10. Choice of Law.  THIS NOTE SHALL BE GOVERNED BY AND CONSTRUED IN ACCORDANCE WITH THE LAWS OF THE STATE OF NEW YORK, WITHOUT REGARD TO CONFLICTS OF LAW PRINCIPLES.

11. Severability. Any provision contained in this Note which is prohibited or unenforceable in any jurisdiction shall, as to such jurisdiction, be ineffective to the extent of such prohibition or unenforceability without invalidating the remaining provisions hereof, and any such prohibition or unenforceability in any jurisdiction shall not invalidate or render unenforceable such provision in any other jurisdiction.
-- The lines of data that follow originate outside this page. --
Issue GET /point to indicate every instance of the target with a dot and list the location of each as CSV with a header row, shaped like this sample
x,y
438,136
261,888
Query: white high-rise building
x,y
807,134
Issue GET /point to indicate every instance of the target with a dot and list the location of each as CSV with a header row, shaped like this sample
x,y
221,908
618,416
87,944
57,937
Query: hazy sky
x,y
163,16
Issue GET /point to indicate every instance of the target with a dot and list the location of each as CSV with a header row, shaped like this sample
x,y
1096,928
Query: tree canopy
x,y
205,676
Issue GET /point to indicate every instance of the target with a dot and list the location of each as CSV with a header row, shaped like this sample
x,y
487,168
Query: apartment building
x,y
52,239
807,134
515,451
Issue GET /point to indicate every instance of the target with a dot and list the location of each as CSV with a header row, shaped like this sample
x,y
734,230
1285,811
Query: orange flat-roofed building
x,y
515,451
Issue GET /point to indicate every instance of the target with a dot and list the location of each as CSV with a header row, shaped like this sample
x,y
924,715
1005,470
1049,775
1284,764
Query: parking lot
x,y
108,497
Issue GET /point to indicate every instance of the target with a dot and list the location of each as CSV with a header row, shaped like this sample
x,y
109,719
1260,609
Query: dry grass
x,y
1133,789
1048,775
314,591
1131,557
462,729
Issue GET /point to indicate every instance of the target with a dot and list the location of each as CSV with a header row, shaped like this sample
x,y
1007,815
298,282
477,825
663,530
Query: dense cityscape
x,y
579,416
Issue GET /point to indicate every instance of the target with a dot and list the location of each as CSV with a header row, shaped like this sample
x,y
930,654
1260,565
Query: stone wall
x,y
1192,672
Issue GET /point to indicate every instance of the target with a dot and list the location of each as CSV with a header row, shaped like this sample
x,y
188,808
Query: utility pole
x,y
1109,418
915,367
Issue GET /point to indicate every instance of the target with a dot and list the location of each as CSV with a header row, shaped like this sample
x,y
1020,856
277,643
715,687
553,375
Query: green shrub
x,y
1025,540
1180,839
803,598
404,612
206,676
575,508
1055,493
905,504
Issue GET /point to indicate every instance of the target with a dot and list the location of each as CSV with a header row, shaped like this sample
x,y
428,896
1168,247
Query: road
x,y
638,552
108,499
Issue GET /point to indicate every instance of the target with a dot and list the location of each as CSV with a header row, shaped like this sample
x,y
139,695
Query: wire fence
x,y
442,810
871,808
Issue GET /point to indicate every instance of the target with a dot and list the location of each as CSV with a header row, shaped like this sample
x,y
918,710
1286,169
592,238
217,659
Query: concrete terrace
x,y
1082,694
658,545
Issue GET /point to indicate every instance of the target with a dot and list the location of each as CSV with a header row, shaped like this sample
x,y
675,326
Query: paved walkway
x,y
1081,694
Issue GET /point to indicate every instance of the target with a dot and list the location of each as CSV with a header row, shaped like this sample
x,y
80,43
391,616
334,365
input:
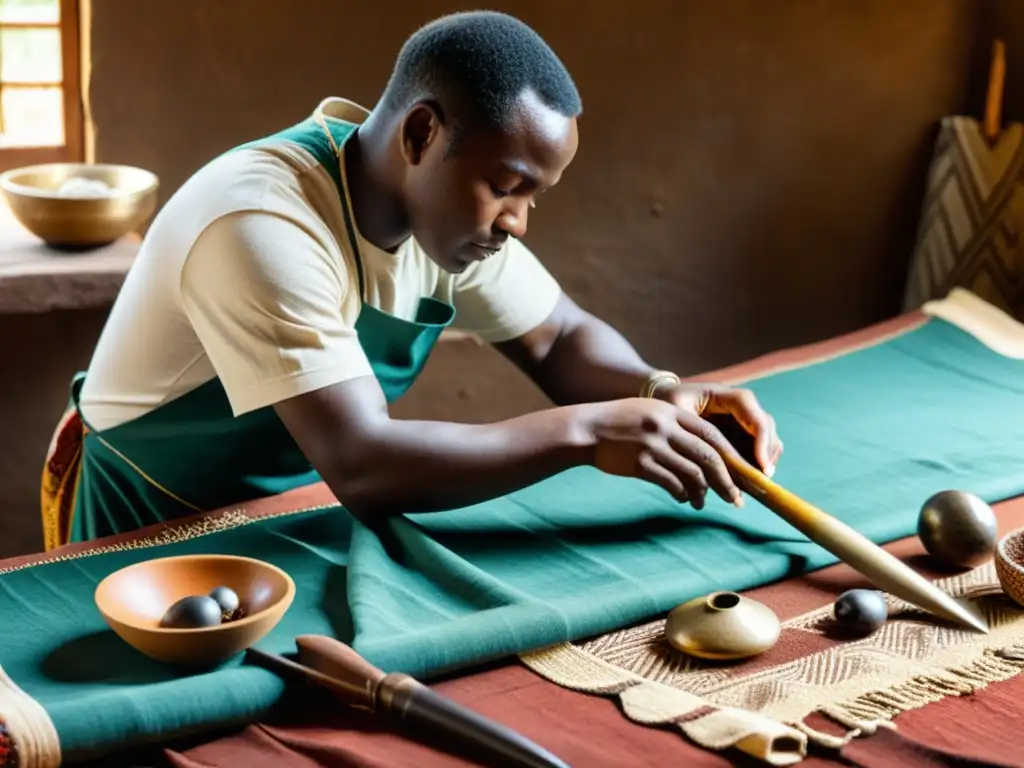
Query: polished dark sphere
x,y
192,612
957,528
861,611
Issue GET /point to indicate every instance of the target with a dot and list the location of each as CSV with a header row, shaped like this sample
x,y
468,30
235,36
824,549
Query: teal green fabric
x,y
868,437
193,454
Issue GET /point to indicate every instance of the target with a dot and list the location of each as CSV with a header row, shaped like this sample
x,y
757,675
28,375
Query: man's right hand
x,y
653,440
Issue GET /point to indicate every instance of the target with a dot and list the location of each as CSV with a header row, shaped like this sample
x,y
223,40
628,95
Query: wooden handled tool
x,y
882,568
332,665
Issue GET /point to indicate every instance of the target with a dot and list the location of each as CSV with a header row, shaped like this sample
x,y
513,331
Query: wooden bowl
x,y
1010,564
134,599
44,201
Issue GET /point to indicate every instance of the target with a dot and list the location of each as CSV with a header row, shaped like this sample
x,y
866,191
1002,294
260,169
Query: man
x,y
295,286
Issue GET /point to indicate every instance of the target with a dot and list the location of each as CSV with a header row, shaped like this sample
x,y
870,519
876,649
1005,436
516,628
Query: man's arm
x,y
380,466
576,357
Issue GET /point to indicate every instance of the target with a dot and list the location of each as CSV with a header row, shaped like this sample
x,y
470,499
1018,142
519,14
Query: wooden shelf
x,y
37,279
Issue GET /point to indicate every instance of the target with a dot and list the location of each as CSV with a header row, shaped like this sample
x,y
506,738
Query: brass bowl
x,y
1010,564
134,599
70,221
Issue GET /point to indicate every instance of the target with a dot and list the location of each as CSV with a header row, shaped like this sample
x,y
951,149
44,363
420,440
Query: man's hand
x,y
714,399
663,443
12. Trust Waiver. Notwithstanding anything herein to the contrary, the Payee hereby waives any and all right, title, interest or claim of any kind (“Claim”) in or to any distribution of or from the trust account established in which the proceeds of the initial public offering (the “IPO”) conducted by the Maker (including the deferred underwriters discounts and commissions) and the proceeds of the sale of the warrants issued in a concurrent private placement were, in each case, deposited, and hereby agrees not to seek recourse, reimbursement, payment or satisfaction for any Claim against the trust account for any reason whatsoever.

13. Amendment; Waiver. Any amendment hereto or waiver of any provision hereof may be made with, and only with, the written consent of the Maker and the Payee.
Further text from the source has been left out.